The 59th Sydney Film Festival has announced its first round of films.

Festival director Nashen Moodley told Encore: “I think what we’ve presented so far is a good view of world cinema and brought together some of the best films from the best film festivals around the world.”

Twenty-two Australian premieres, 15 features and 10 documentaries are included in the 25 titles announced.

The program so far includes Benh Zeitlin’s Beasts of the Southern Wild, which won the grand jury prize at Sundance, the Woody Harrelson-starring Rampart directed by Oren Moverman and zombie film Harold’s Going Stiff by Keith Wright.

Also featuring is Woody Allen: A Documentary by Robert B Weide, New Zealand’s Maori Boy Genius and Side By Side, a documentary with Keanu Reeves as interviewer/narrator/co-producer about the change of cinema from celluloid to pixels.

Moodley, in his first year as director, said of the selection, said: “I think the festival has had an extraordinary level of programming so for me its not a huge shift in the philosophy and in the way of geographical diversity, new film-makers, masters of film-making but of course every director has their own taste.”

The 25 titles make up only about one-sixth of the full program, Moodley said, with two thirds of the program secured.

As yet there are no Australian titles announced but from the films Moodley had screened, he said: “We’ve seen lot of films already for selection and I’m impressed by the quality. I think it’s a good year from what I’ve’s seen and the horizon.”

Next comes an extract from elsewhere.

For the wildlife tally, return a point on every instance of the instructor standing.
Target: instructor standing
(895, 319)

The festival well again feature the Foxtel Australian Documentary Prize and the Dendy Awards for short films as well as the Official Competition prize of $60,000.

From the selection, Moodley said he was most excited by films Tabu, Beasts of the Southern Wild and Neighbouring Sounds. “These are films that will shock the audiences, I seldom have the opportunity but I look forward to watching some of them from the back of the hall.